Computer-Assisted Navigation in Shoulder Arthroplasty: A Narrative Review

Abstract

Shoulder arthroplasty, including total shoulder arthroplasty (TSA) and reverse shoulder arthroplasty (RSA), is a well-established procedure for treating degenerative, post-traumatic, and inflammatory conditions of the shoulder joint. The success of these surgeries depends largely on the precise placement of implants, which helps restore proper joint mechanics, reduce complications, and extend the lifespan of the prosthesis. However, achieving accurate implant positioning can be challenging, especially in cases involving severe bone loss, anatomical deformities, or prior surgeries. Poor alignment can lead to instability, implant loosening, and the need for revision surgery.
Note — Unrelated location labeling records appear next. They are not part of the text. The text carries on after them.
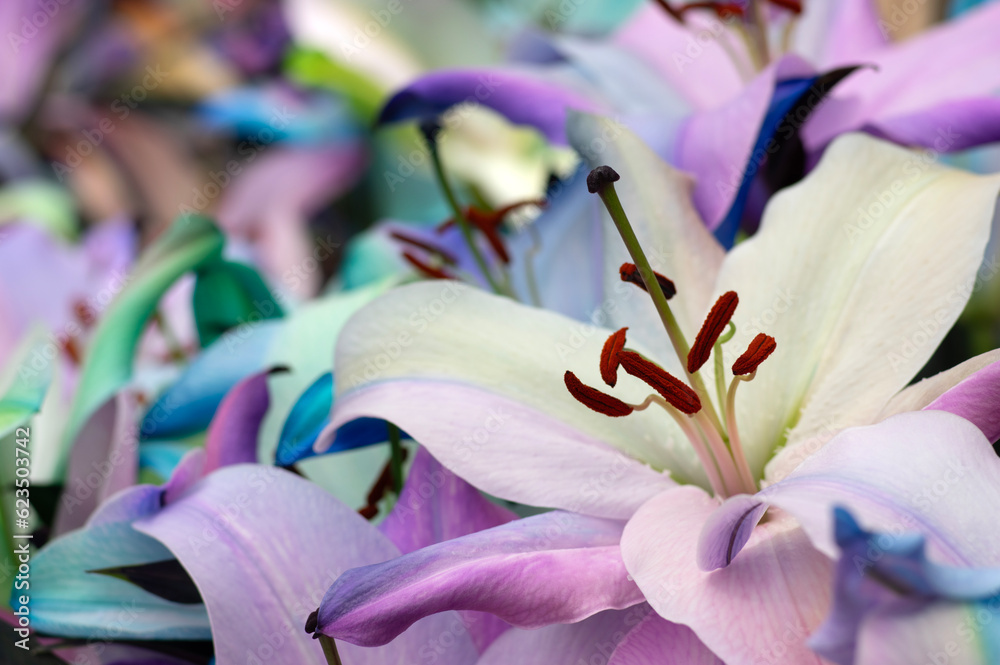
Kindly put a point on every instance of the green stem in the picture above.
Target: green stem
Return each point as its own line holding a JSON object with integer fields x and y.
{"x": 330, "y": 650}
{"x": 609, "y": 195}
{"x": 396, "y": 459}
{"x": 463, "y": 223}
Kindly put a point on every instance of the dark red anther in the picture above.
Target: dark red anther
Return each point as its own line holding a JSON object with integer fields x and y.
{"x": 609, "y": 357}
{"x": 722, "y": 9}
{"x": 425, "y": 267}
{"x": 630, "y": 273}
{"x": 758, "y": 350}
{"x": 672, "y": 389}
{"x": 445, "y": 255}
{"x": 715, "y": 323}
{"x": 594, "y": 399}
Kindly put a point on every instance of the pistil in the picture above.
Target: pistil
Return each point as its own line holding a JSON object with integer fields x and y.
{"x": 431, "y": 131}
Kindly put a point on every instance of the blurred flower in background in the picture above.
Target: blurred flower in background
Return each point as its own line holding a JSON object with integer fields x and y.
{"x": 197, "y": 196}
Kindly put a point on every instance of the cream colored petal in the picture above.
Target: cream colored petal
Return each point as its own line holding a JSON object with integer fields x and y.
{"x": 857, "y": 272}
{"x": 657, "y": 200}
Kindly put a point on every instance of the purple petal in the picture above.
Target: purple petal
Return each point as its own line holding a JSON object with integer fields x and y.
{"x": 946, "y": 489}
{"x": 143, "y": 500}
{"x": 699, "y": 68}
{"x": 647, "y": 643}
{"x": 261, "y": 544}
{"x": 975, "y": 399}
{"x": 521, "y": 97}
{"x": 727, "y": 530}
{"x": 552, "y": 568}
{"x": 232, "y": 436}
{"x": 571, "y": 471}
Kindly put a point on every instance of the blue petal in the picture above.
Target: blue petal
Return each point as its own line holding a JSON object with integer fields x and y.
{"x": 187, "y": 407}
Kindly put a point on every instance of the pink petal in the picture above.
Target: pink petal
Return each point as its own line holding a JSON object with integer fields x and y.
{"x": 760, "y": 608}
{"x": 508, "y": 448}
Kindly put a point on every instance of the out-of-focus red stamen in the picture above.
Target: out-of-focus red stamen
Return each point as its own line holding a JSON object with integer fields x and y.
{"x": 609, "y": 357}
{"x": 424, "y": 267}
{"x": 629, "y": 272}
{"x": 672, "y": 389}
{"x": 715, "y": 323}
{"x": 594, "y": 399}
{"x": 758, "y": 350}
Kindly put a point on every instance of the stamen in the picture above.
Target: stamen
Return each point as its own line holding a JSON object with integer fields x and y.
{"x": 630, "y": 273}
{"x": 594, "y": 399}
{"x": 715, "y": 323}
{"x": 425, "y": 267}
{"x": 445, "y": 255}
{"x": 673, "y": 390}
{"x": 757, "y": 352}
{"x": 488, "y": 222}
{"x": 609, "y": 357}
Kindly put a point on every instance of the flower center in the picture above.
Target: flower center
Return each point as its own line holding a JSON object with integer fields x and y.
{"x": 748, "y": 19}
{"x": 715, "y": 439}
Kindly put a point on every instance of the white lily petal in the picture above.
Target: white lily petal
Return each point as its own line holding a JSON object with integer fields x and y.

Computer-assisted navigation has become an important tool in shoulder arthroplasty, providing real-time intraoperative guidance to improve surgical accuracy and consistency. By integrating preoperative 3D imaging with intraoperative tracking, navigation technology allows surgeons to optimize glenoid component placement, reducing the risk of malalignment and mechanical failure. Research suggests that navigation-assisted techniques improve precision, enhance functional outcomes, and may even reduce complication rates by optimizing fixation strategies, such as using fewer but longer screws in RSA. Despite its benefits, navigation in shoulder arthroplasty is not without challenges. It requires additional surgical time, increases costs, and demands a learning curve for surgeons. However, with advancements in artificial intelligence, augmented reality, and robotic-assisted surgery, navigation is expected to become even more effective and accessible. This review explores the current impact of navigation on clinical outcomes, its role in complex cases, and the future potential of this technology. While early results are promising, further long-term studies are needed to fully assess its value and establish best practices for its routine use in shoulder arthroplasty.